De repente un aullido rompió el silencio de la noche. Luego otro, luego otro más. Parecía que todos los lobos del mundo se habían dado cita en aquella majada. El pastor se despertó de un sobresalto, agarró con fuerza el cayado y salió dispuesto a espantar a las terribles alimañas carroñeras.
En toda su vida jamás había sufrido la amenaza del lobo y pensaba que se podría bastar él solo para hacerles frente. Craso error.
—Voy a sujetar a los perros, no vaya a ser que les dé por buscar pelea y tengamos una desgracia ¡Pues menudos son cuando se ponen! Los voy a atar con las cadenas pero con cuidado que tienen el cuello muy delicado y se ponen a llorar en seguida —exclamó, y esas fueron sus últimas palabras. Bueno, en realidad unos segundos más tarde dijo algo así como «¡Joder, que bocado me han pegado!», pero eso vendrá ahora, a continuación.
Nada más salir de la choza los lobos se echaron encima del pobre pastor y se lo comieron en un abrir y cerrar de ojos. Lo único que quedó de una pieza fue el mechero de yesca y la flauta de tres agujeros. Lo demás desapareció en la oscura y fría noche. También desaparecieron más de veinte ovejas y tres más que aprovecharon la confusión del ataque nocturno parar escaparse de la tiranía del rebaño y buscar la libertad en otros campos.
El más viejo de los mastines murió de un infarto y el otro aún aguantó unos días hasta que estiró la pata debido a la permanente diarrea que padecía desde la fatídica noche. La noticia fue muy comentada en la comarca y se volcó con la familia del pastor (por lo que se deduce que sí tenía familia, despejando la incertidumbre planteada anteriormente) aunque el interés era conocer los detalles morbosos del ataque lobuno.
—Son bestias satánicas al servicio del mal —sentenciaban los más viejos del lugar—. Los ojos les brillan en la oscuridad como a su amo Lucifer y tienen el aliento fétido con hedor a azufre. ¿Lobos? Fieras corrupias venidas del infierno, eso es lo que son.

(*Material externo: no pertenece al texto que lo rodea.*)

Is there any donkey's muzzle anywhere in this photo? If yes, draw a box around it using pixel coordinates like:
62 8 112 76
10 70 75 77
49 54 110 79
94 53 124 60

—No exageréis —terciaba el cura párroco persignándose contritamente—, son criaturas de Dios con un poco de hambre nada más. Si fuese porque les hiede la boca muchos del pueblo también serían discípulos de Satanás ¡Pues anda que no tengo que ventilar el confesionario cuando termina de contar sus pecados uno que yo me sé!
Como fuere y para terminar el relato, el caso es que el pastor murió devorado por los lobos. Los lobos fueron cazados y apaleados por una turba de campesinos indignados y no se salvó ni el macho alfa de la manada. La misma turba de campesinos indignados también cazó y apaleó a un grupo de ecologistas que protestaba por la caza y apaleamiento de los lobos. Finalmente, las ovejas siguieron defecando copiosamente abonando las tierras por donde pasaban en detrimento del producto químico «Nitrato de Chile» cuyas ventas cayeron en picado, tuvo que cerrar fábricas, y mandó al paro a miles de trabajadores. Entre ellos yo, por eso me sé esta historia.